The room fell silent, and then footsteps could be heard. The thuddy sounds of the shoes clip-clopping against the stone floors fade away to nothingness.

“You worthless, hateful cunt. You couldn’t do as I asked just once?”

Da threatened to hurt me when he talked to Mum last night. He didn’t know I could hear him from my spot behind the portrait in Mum’s room.

It is just a tiny alcove hidden by the painting. I sleep there some nights, and I love reading in there. It is cozy and quiet, and the nanny can never find me.

It gives me the perfect place to hear Da talking to people since the other side of the alcove is his office, and there is a small grate set in the stone. I can’t see through it, so I can’t see who is in the room, but I can hear what’s being said.

The man who just left has been here a lot.

“Well, I’ll make sure you never make a fool of me again,” Da says.

I peer around the frame of the painting, looking at Mum. I can’t see her. Da’s in the way. He’s messing with her machines. They beep a couple of times, and he turns back to Mum.

Why’s he got her pillow?

“Rest in hell, you bitch!” Da says as he puts the pillow on her face.

The flowery smell that fills the air mixes with the smell of wet grass and earth. The pungent combination fills my head, making me sadder, if that is possible.

I stare straight ahead at the coffin my mum is locked inside. I know it’s locked because I tried to open it. But maybe I’m just too small.

The shiny black box is covered in flowers. White ones with green leafy plants sticking out everywhere. Mum hates those flowers. I don’t remember what they are called, but anytime the estate gardener and Mum meet, he wants to add them to the garden, and she always tells him no.

“In the name of the Father, and of the Son, and of the Holy Ghost. Peace be with you,” Father Mark says.

I mumble in reply.

“We are gathered together today to commit Sorcha Buchanan’s soul to rest.”

Father Mark keeps talking, but I don’t hear him. All I hear is him talking and everyone else crying and sniffing snot.
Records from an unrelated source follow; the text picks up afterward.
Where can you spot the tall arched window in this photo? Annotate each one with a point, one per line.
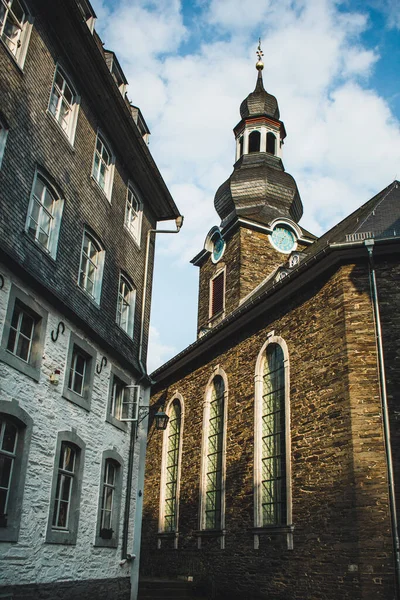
(271, 143)
(254, 141)
(172, 450)
(212, 488)
(272, 452)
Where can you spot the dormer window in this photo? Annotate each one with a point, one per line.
(271, 143)
(254, 141)
(116, 71)
(88, 13)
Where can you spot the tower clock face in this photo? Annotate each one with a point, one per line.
(283, 239)
(218, 247)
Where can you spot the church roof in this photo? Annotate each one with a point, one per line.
(259, 102)
(378, 220)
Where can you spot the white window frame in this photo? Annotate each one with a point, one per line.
(133, 218)
(56, 215)
(70, 130)
(99, 267)
(258, 407)
(130, 303)
(177, 397)
(3, 138)
(217, 371)
(109, 168)
(25, 29)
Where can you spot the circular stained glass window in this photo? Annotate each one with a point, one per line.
(283, 239)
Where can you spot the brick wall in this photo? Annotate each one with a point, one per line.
(342, 538)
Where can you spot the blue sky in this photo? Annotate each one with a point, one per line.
(333, 67)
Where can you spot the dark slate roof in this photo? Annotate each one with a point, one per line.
(378, 219)
(259, 102)
(260, 189)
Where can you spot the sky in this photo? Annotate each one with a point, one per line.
(333, 66)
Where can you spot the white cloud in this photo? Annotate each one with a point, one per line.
(158, 352)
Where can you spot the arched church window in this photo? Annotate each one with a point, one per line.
(213, 456)
(272, 453)
(271, 143)
(254, 141)
(171, 467)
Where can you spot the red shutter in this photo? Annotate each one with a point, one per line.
(218, 289)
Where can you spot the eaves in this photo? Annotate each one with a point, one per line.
(328, 258)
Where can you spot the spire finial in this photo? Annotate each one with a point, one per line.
(260, 54)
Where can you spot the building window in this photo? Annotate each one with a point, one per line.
(63, 103)
(122, 400)
(3, 139)
(171, 460)
(79, 372)
(133, 214)
(44, 215)
(103, 165)
(212, 501)
(15, 28)
(66, 489)
(91, 267)
(271, 143)
(15, 434)
(109, 500)
(272, 480)
(254, 141)
(217, 300)
(126, 306)
(23, 334)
The sounds mix and mesh together, and it sounds like humming.

I step forward, and the priest drones on. My father grabs at me, and I pull away. He killed her, and I hate him.
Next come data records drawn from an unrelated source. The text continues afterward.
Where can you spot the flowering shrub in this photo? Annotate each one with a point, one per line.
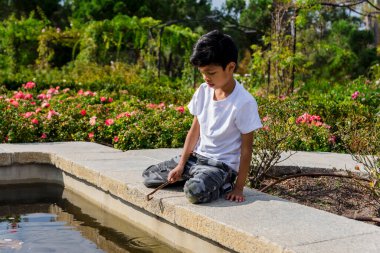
(54, 115)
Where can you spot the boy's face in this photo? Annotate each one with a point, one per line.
(215, 76)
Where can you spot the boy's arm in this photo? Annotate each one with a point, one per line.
(190, 142)
(245, 160)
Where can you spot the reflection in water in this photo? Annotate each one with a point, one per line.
(51, 223)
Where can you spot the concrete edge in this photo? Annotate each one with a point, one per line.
(227, 236)
(204, 227)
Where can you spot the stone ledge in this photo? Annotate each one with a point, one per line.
(263, 223)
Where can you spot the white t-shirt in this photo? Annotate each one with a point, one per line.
(222, 122)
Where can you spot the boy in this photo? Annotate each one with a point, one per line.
(218, 146)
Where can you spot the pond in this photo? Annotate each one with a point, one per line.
(48, 218)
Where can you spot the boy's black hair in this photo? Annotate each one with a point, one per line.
(214, 48)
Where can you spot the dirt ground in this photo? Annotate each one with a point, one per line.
(340, 196)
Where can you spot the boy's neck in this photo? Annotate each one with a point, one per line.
(225, 91)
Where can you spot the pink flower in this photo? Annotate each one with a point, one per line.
(83, 112)
(89, 93)
(28, 96)
(355, 95)
(161, 105)
(332, 139)
(93, 120)
(45, 105)
(180, 109)
(109, 122)
(28, 114)
(41, 96)
(18, 95)
(151, 106)
(14, 103)
(29, 85)
(53, 90)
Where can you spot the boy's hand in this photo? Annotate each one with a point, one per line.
(175, 174)
(236, 195)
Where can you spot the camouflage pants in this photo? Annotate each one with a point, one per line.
(206, 179)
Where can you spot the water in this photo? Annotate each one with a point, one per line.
(35, 218)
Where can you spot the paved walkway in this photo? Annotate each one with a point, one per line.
(262, 223)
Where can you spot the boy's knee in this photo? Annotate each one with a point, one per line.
(197, 192)
(154, 176)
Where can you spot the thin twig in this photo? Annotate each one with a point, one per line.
(364, 218)
(149, 196)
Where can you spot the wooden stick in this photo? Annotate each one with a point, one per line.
(149, 196)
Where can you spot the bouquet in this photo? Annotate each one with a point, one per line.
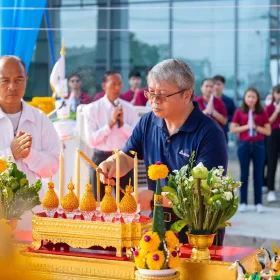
(159, 249)
(203, 200)
(16, 194)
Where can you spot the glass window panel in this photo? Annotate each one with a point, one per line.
(204, 37)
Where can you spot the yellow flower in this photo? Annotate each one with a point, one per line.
(157, 171)
(3, 165)
(171, 239)
(139, 258)
(173, 260)
(155, 260)
(149, 241)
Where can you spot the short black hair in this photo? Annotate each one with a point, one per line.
(134, 74)
(109, 73)
(276, 89)
(16, 58)
(74, 74)
(219, 78)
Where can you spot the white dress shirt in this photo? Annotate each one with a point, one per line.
(43, 159)
(99, 135)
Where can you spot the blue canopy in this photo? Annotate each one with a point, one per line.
(19, 27)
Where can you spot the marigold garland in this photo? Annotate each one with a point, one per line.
(139, 258)
(171, 239)
(157, 171)
(173, 260)
(155, 260)
(3, 165)
(149, 241)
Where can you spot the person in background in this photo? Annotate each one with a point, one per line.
(98, 95)
(134, 83)
(76, 95)
(250, 121)
(267, 101)
(109, 123)
(219, 85)
(28, 135)
(140, 99)
(273, 142)
(210, 105)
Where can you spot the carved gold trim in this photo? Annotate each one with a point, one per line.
(85, 234)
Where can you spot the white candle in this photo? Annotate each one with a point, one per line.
(78, 175)
(118, 170)
(98, 184)
(250, 121)
(135, 174)
(61, 175)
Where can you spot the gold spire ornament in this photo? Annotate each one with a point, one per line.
(108, 204)
(50, 200)
(88, 202)
(128, 203)
(70, 202)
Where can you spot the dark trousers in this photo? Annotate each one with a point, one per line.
(98, 157)
(248, 150)
(273, 151)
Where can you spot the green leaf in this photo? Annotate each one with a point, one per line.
(179, 225)
(169, 190)
(23, 182)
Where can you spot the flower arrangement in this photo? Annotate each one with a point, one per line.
(158, 249)
(203, 200)
(16, 194)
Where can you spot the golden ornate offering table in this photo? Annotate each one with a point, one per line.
(77, 266)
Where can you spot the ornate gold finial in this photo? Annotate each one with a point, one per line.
(88, 202)
(70, 202)
(257, 265)
(128, 203)
(62, 51)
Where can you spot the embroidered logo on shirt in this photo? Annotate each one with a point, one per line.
(184, 153)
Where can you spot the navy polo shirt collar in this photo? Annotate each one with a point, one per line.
(189, 125)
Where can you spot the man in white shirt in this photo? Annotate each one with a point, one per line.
(27, 135)
(110, 122)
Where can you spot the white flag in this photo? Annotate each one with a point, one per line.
(58, 81)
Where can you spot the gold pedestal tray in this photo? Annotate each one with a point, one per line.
(85, 234)
(65, 267)
(138, 276)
“Tavish!” he snarls in a whisper.

I walk toward the casket they locked my mother in; I reach forward. The rain hides my tears as I grab the yucky, stinky flowers with both hands, pulling them out and tossing them to the ground.
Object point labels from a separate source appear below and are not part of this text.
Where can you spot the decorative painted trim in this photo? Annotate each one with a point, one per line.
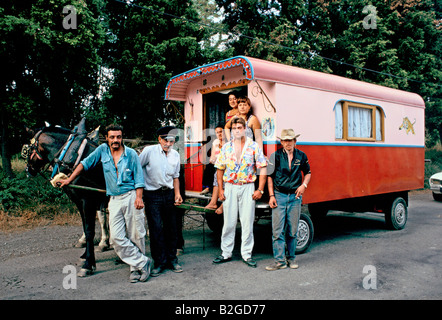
(211, 68)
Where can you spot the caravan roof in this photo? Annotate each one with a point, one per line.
(257, 69)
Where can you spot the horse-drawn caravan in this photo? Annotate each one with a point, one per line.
(365, 142)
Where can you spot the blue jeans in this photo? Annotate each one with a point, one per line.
(285, 219)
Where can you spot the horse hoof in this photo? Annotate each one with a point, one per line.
(80, 245)
(85, 272)
(103, 247)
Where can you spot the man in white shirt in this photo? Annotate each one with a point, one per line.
(161, 168)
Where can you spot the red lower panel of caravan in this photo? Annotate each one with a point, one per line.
(341, 172)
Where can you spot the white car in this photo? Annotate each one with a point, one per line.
(436, 186)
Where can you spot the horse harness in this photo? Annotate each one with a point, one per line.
(30, 151)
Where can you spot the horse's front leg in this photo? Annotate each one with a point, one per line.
(88, 213)
(103, 218)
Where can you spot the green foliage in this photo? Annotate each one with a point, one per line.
(22, 192)
(402, 50)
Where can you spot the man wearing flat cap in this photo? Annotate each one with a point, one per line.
(161, 168)
(287, 180)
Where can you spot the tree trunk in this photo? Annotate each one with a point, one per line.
(6, 159)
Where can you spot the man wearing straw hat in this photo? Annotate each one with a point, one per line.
(286, 185)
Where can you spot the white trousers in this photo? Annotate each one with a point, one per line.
(238, 200)
(127, 230)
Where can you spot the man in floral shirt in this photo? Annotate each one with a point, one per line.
(237, 166)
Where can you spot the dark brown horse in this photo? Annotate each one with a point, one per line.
(62, 149)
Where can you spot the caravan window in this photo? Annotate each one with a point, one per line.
(360, 122)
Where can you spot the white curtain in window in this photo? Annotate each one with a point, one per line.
(378, 124)
(338, 121)
(359, 122)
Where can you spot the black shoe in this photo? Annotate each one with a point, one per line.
(175, 267)
(221, 259)
(157, 271)
(250, 262)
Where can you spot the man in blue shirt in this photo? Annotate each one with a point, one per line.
(124, 184)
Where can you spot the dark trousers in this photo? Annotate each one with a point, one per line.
(161, 220)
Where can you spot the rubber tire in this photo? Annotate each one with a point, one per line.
(396, 216)
(306, 232)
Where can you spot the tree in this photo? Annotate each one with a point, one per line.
(48, 64)
(153, 41)
(394, 43)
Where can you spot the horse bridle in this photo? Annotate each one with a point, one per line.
(30, 151)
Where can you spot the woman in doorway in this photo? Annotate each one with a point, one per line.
(216, 148)
(253, 126)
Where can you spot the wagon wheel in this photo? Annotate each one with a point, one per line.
(396, 215)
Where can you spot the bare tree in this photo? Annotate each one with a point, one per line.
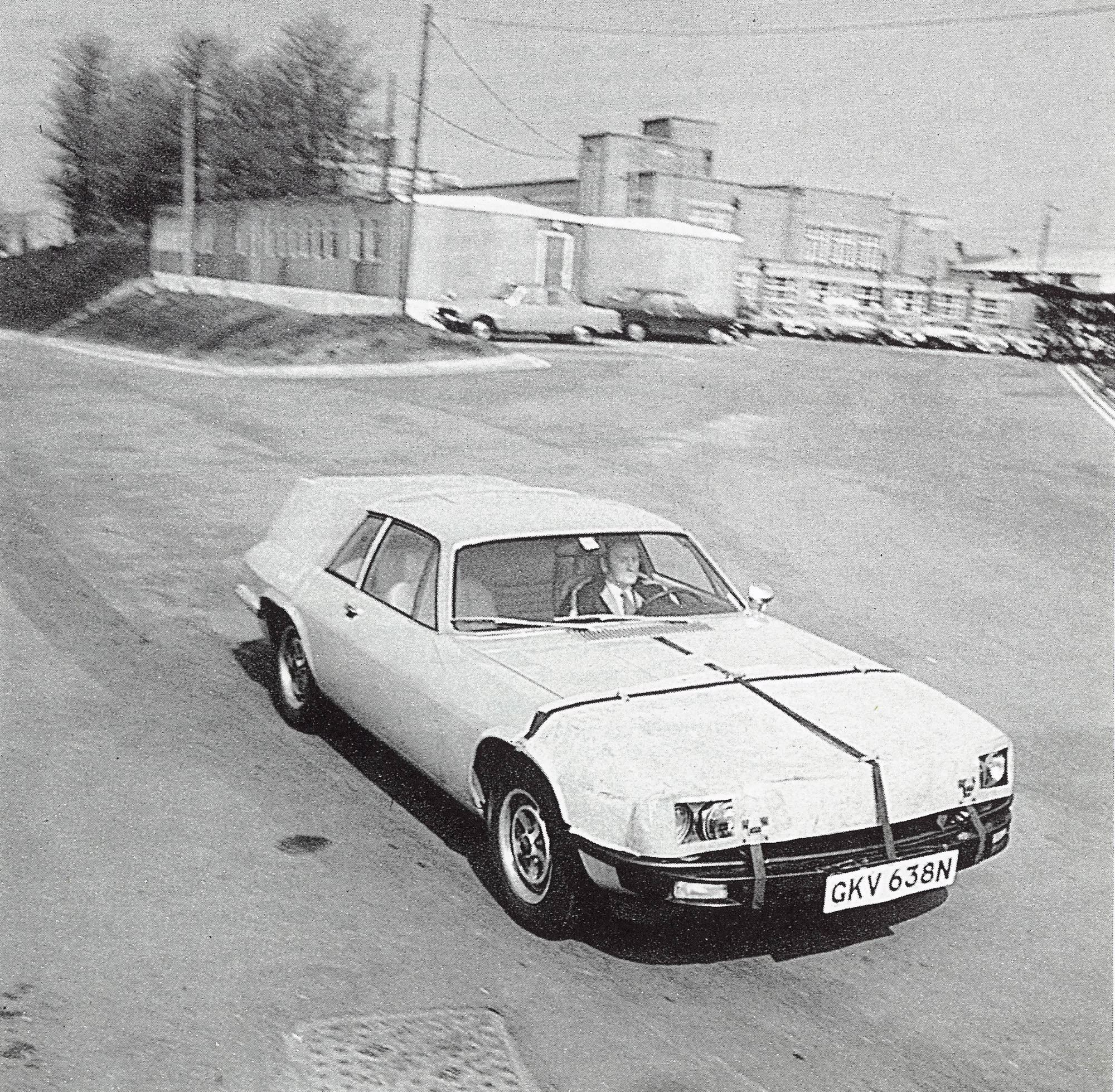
(285, 121)
(81, 130)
“These aren’t right. She hates them!” I yell out. My screams drown out the priest, who still drones on.

Gasps and cries fill the air; my name is whispered and yelled, but I pay no mind. My hands sting, and blood beads up on them as I pull them off my mother.

I scream, “She hates them!” over and over. The words tear through my throat. It feels raw and sore, but I can’t stop.

A hand grabs onto my arm, but I pull away, wrenching my arm from their grasp.

“No!” I scream. “She hates them!”

Arms wrap around me, and a rough voice says, “Enough, Tavish! You’re disgracing yer mum, lad.”

“She hates them,” I whimper. Sobs rip through me, tears robbing me of my sight.

“Get him out of here!” Da yells.

“Pay him no mind, lad,” Makenzie McDougal whispers in my ear. “Mack is here, and you and I will pick yer mum’s flowers from her own gardens.”

Hours later after all the mourners had left Mum’s funeral, my father came to Mack’s cottage and took me away. That was the last time I saw Mack. It was also the last day I spent in Scotland. Da moved us to the States and into the headquarters for the Order of Death.